Tasty Upset or Indigestible Loss?
Posted by languageandgrammar on January 5, 2009
I’m sure that many college football fans were shocked when LSU upset 13th ranked Georgia Tech in the Chick-Fil-A Bowl last week. Not being a college football fan, I was shocked, too—not at the outcome of the game but at a bowl game being named after a fried chicken sandwich. How did that happen?
When I hear Rose Bowl, Orange Bowl, Sugar Bowl, and perhaps even the Cotton Bowl, I think of hard-fought games played by excellent teams in historic venues. It’s what college football is all about. I don’t think about greasy food.

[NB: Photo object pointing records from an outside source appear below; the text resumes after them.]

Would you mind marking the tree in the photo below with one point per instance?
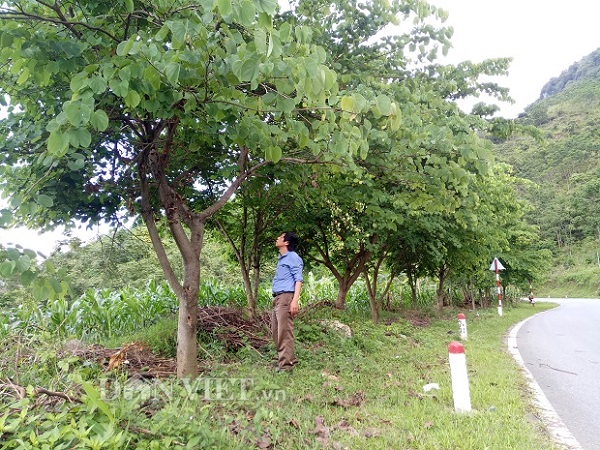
(162, 108)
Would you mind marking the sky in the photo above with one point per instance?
(543, 37)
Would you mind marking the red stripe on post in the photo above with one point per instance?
(456, 347)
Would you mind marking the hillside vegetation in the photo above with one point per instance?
(564, 168)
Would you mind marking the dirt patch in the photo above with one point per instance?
(233, 327)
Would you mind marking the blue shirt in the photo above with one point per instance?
(288, 271)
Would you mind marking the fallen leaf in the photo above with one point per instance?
(357, 399)
(321, 431)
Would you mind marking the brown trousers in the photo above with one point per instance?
(282, 327)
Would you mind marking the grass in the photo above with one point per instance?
(368, 390)
(363, 392)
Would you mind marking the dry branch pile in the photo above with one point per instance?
(228, 325)
(233, 328)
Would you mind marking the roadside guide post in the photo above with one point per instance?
(459, 376)
(497, 267)
(462, 326)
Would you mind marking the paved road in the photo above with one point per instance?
(561, 349)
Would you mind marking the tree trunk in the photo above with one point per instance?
(372, 291)
(187, 345)
(343, 289)
(412, 282)
(439, 293)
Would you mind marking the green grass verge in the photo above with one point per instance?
(366, 392)
(363, 392)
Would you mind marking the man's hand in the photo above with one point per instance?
(294, 307)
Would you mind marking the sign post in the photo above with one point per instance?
(497, 267)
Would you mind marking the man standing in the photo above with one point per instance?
(286, 287)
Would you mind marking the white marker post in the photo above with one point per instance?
(462, 326)
(460, 377)
(496, 267)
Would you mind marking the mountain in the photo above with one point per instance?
(564, 167)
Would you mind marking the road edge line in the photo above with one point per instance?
(549, 417)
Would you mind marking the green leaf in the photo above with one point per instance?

When I think of Chik-Fil-A, I think of a mall food court filled with the special scent of grease, Chinese food, and perhaps Victoria’s Secret perfume (if the store is unfortunate enough to be near the food court). The only example of athleticism is displayed by the security guard when he races to that little cart when called to help an elderly person search for his misplaced vehicle. I don’t think of great football.

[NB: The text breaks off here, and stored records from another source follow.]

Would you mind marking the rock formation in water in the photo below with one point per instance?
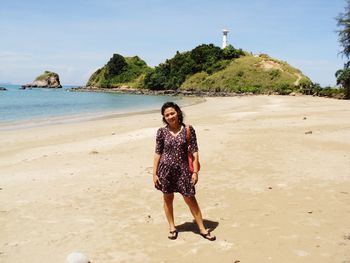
(46, 80)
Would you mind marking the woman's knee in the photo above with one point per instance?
(190, 200)
(168, 198)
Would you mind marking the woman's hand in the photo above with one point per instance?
(194, 179)
(156, 181)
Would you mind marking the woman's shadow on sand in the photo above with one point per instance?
(192, 226)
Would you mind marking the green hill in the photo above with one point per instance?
(120, 71)
(204, 68)
(255, 74)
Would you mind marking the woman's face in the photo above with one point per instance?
(171, 116)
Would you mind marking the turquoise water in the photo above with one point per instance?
(40, 104)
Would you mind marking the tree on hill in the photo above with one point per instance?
(204, 58)
(343, 75)
(116, 65)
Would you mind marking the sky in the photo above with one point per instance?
(76, 37)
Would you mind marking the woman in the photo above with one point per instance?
(171, 169)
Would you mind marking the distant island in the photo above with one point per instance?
(46, 80)
(205, 70)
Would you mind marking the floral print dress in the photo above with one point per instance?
(173, 170)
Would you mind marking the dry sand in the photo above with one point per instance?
(274, 186)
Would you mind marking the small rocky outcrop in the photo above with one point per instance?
(46, 80)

I know that sponsorships have become increasingly important in football, not only in the bowl games but in the names of stadiums, but shouldn’t we have some standards? I mean, seriously, the Chik-Fil-A bowl? It leaves a bad taste in my mouth.
Can the Literally, the Best Language Book Ever: Annoying Words and Phrases You Should Never Use Again Bowl be far behind?